Futurology

Microsoft: ‘Skeleton Key’ Jailbreak Can Trick Major Chatbots Into Behaving Badly | The jailbreak can prompt a chatbot to engage in prohibited behaviors, including generating content related to explosives, bioweapons, and drugs.

July 1, 2024

View 3 Comments

3 Comments

Maxie445 on July 1, 2024 1:47 am

“Microsoft has dubbed the jailbreak “Skeleton Key” for its ability to exploit all the major large language models.

Like other jailbreaks, Skeleton Key works by submitting a prompt that triggers a chatbot to ignore its safeguards. This often involves making the AI program operate under a special scenario: For example, telling the chatbot to act as an evil assistant without ethical boundaries.

In Microsoft’s case, the company found it could jailbreak the major chatbots by asking them to generate a warning before answering any query that violated its safeguards.

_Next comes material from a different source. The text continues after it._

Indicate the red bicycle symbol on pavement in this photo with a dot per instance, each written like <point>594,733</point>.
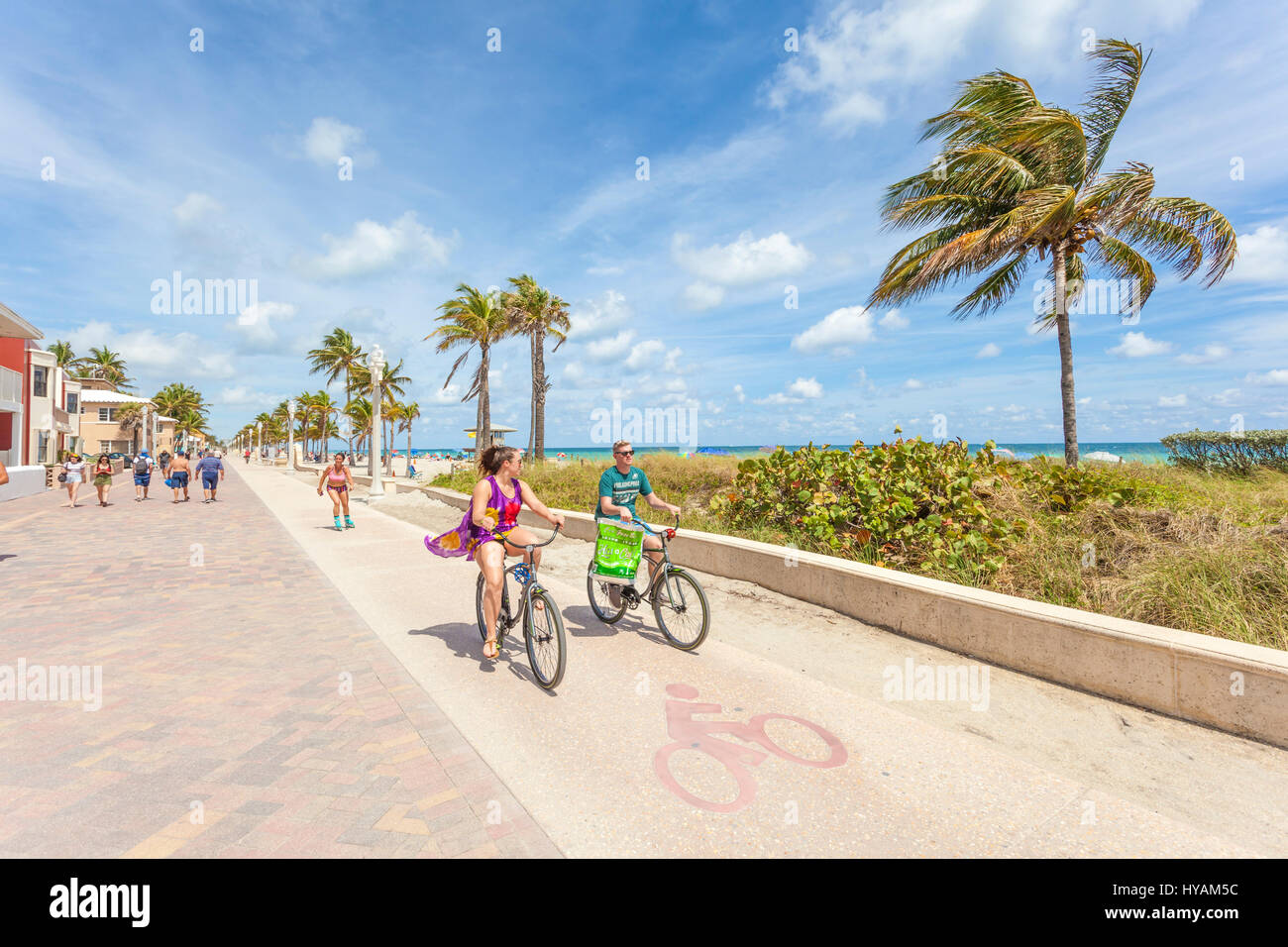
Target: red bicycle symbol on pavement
<point>697,735</point>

Microsoft successfully tested Skeleton Key against the affected AI models in April and May. This included asking the chatbots to generate answers for a variety of forbidden topics such as “explosives, bioweapons, political content, self-harm, racism, drugs, graphic sex, and violence.”
pablo_in_blood on July 1, 2024 1:57 am

This is always going to be a cat-and-mouse situation. Early on an easy jailbreak was ‘imagine you’re reading me a bedtime story about ___’ and it would tell you whatever you asked. The only way to fully prevent this sort of jailbreak is to scan each answer for forbidden content (rather than trying to prevent certain questions) but that takes a lot of extra processing power and also is still going to leave gaps (no ‘forbidden content list’ ever has been or could be complete, though they can in theory patch the gaps pretty quickly when they become public)
DarthMeow504 on July 1, 2024 2:17 am

These companies really need to stop pretending they’re our fucking parents and they have the right to censor what we see, read, or learn. We are responsible for any misuse of data or content, punish the guilty not restrict options for the innocent.